Another reason farmers markets are spreading so fast is
people are paying attention to the increasing number of scientific
reports that “conventional” agriculture is poisoning us,
such as
the recent one that demonstrates that even the inert ingredients
in Roundup are poisonous
or the one that links the active ingredient, glyphosate,
to Parkinson’s disease.
Maybe they’ve heard about Monsanto
being sued for “devastating birth defects” and chemical poisoning.
And most farmers market customers seem to like fresh local foods that
taste good and that support local farmers.
So what if we started with those “additional farmers”
that sell at Farmer Brown and Carters and Valdosta Farm Days?
They are the ones already starting in a different direction.
A direction that is actually
more profitable,
in addition to healthier (and less flooding and more wildlife).
Crop rotation takes more thought and more labor (more jobs!)
than just spraying,
but it also takes a lot less expense on patented seeds and chemicals,
for a net financial profit.
Which could help explain why
the USDA says:
Consumer demand for organically produced goods has shown
double-digit growth for well over a decade, providing market
incentives for U.S. farmers across a broad range of products.

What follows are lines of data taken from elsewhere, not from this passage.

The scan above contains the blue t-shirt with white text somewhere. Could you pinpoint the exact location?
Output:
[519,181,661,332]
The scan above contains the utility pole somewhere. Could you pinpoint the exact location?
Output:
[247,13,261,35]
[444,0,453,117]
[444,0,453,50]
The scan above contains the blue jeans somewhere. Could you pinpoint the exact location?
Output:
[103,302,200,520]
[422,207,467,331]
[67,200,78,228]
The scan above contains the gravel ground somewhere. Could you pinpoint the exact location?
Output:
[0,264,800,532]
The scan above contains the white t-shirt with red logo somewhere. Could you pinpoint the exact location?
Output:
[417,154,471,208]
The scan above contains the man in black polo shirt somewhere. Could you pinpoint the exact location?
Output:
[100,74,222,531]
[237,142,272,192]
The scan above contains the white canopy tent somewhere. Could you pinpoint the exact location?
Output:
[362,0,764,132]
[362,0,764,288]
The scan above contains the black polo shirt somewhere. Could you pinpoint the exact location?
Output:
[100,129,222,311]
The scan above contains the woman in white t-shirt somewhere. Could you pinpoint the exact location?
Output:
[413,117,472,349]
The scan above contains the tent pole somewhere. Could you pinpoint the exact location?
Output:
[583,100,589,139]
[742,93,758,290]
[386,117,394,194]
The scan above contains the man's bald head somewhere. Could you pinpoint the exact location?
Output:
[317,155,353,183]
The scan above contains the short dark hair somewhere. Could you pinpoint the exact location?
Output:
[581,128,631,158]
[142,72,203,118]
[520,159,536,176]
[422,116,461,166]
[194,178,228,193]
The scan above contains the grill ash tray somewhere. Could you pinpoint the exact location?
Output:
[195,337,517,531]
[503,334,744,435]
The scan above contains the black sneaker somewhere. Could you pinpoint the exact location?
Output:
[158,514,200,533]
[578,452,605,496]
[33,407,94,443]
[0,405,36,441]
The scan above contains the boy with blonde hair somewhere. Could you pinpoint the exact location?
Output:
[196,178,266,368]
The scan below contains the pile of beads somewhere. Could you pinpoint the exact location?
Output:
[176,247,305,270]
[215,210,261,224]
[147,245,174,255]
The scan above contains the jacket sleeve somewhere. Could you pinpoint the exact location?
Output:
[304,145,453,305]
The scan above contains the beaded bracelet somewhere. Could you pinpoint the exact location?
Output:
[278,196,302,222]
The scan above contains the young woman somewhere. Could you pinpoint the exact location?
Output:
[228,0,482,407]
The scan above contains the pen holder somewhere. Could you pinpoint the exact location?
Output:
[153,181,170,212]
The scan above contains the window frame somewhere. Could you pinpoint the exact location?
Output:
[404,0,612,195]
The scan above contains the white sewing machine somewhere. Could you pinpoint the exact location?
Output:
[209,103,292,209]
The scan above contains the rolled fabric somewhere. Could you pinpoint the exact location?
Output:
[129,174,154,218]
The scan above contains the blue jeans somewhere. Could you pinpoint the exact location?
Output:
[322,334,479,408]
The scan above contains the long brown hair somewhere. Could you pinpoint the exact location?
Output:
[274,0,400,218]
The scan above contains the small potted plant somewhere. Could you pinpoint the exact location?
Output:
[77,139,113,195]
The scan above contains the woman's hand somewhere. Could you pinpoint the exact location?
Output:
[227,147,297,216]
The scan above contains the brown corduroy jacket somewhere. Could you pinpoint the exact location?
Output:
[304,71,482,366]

The USDA is talking certified organic, which has so many hoops
to jump through that most local producers are not certified, yet many
also aren’t using a lot of chemical inputs and are using
crop rotation and other organic techniques.
Techniques which many old-timers around here will recognize,
because they used to use them a half century ago,
but with new wrinkles such as computerized records and
recent research that may make them even more effective.
That’s right:
modern organic and local agriculture is a knowledge-based industry.
What has all this got to do with the colleges and SGMC and Moody?
Moody could be a big customer for local agricultural produce,
as could the local K-12 schools; VSU already is.
Wiregrass Tech can (and already is) help teach people how to grow
organic or with fewer manufactured inputs.
VSU and GMC can study how that’s working out,
in conjunction with SGMC, which eventually will have fewer
cases of some kinds of diseases to deal with.
How many cases, of what kinds of diseases?
There’s a field of research we could lead,
along with the agricultural industry to cause such improvements in health:
healthy jobs from planting to PhDs!
And if we do want other kinds of knowledge-based businesses and workers
(which is where Silicon Valley usually gets mentioned),
I think we’ll find they like a place that produces local healthy foods.